Dans le cadre de mon projet de recherche à la maîtrise en anthropologie, je m’intéresse aux régimes de valeurs qui guident les pratiques des maraîchers-ères prenant part à des initiatives québécoises d’agriculture de proximité écologique et diversifiée. Cette communication se base sur les données issues de cette recherche en cours, et présente une réflexion sur le sens et la valeur du travail. En effet, pour ces maraîchers-ères s’opposant vivement au modèle économique dominant, le sens et la valeur du travail s’enracinent dans la finalité utile – voire nécessaire – des activités, ainsi que dans leur ancrage dans le contexte local spécifique. À travers leurs pratiques et engagements quotidiens, les maraîchers-ères rencontré.e.s proposent et performent (enact) une manière d’habiter, et de rendre habitable les milieux de vie.

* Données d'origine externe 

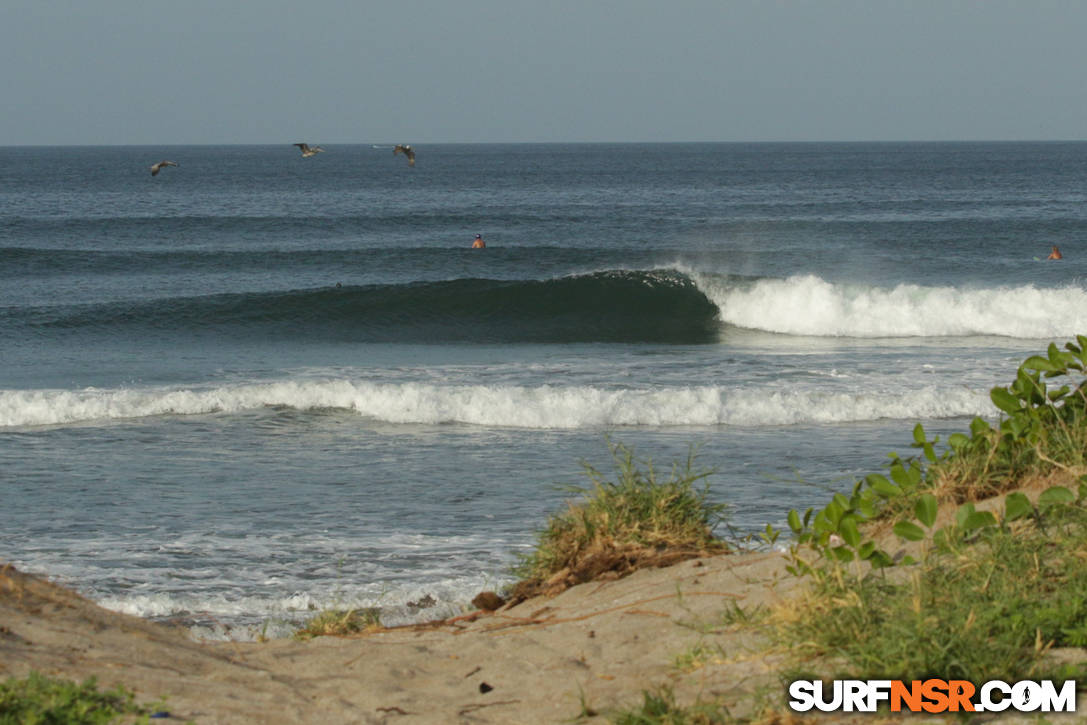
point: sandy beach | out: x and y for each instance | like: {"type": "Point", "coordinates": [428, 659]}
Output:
{"type": "Point", "coordinates": [588, 651]}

Le dernier rapport du GIEC réaffirme le consensus scientifique sur l’évolution du climat : réchauffement planétaire, transformation de la biodiversité, émergence plus fréquente des zoonoses, déforestation, épuisement des ressources naturelles et des chaînes alimentaires, démultiplication des catastrophes et de leur intensité, exodes climatiques et bien d’autres phénomènes qui caractérisent les changements climatiques et leurs conséquences.
Ici, nous partons de l’hypothèse que la Terre est littéralement terraformée par deux processus de mondialisation qui sont désormais interdépendants et indissociables : l’urbanisation planétaire (englobement 1, pensé par l’anthropologie de la mondialisation, les études urbaines, la sociologie, etc.) et le changement global (englobement 2, pensé par la science du système-Terre). L’urbanisation planétaire vectorise les changements climatiques, qui vectorisent désormais l’urbanisation planétaire, qui vectorise l’habitabilité (pensée par l’écologie, les études de l’environnement, les sciences sociales, l’architecture, etc.). L’urbain anthropocène est donc la période géo-sociale-historique qui correspond à une montée de la menace sur l’habitabilité et qui nous oblige à développer des cadres conceptuels et des démarches épistémologiques qui nous permettent d’appréhender ces transformations.
L’objectif de ce colloque est de saisir les processus urbains dans une perspective interdisciplinaire et, ainsi, développer une posture épistémologique grâce aux contributions de plusieurs chercheur·e·s. Cela se fera en étudiant les flux, les patchs et les configurations permettant d’appréhender le rôle de l’urbanisation dans les changements climatiques et de comprendre comment les liens entre les villes et la crise climatique reconfigurent l’ordre social, économique, juridique et politique contemporain.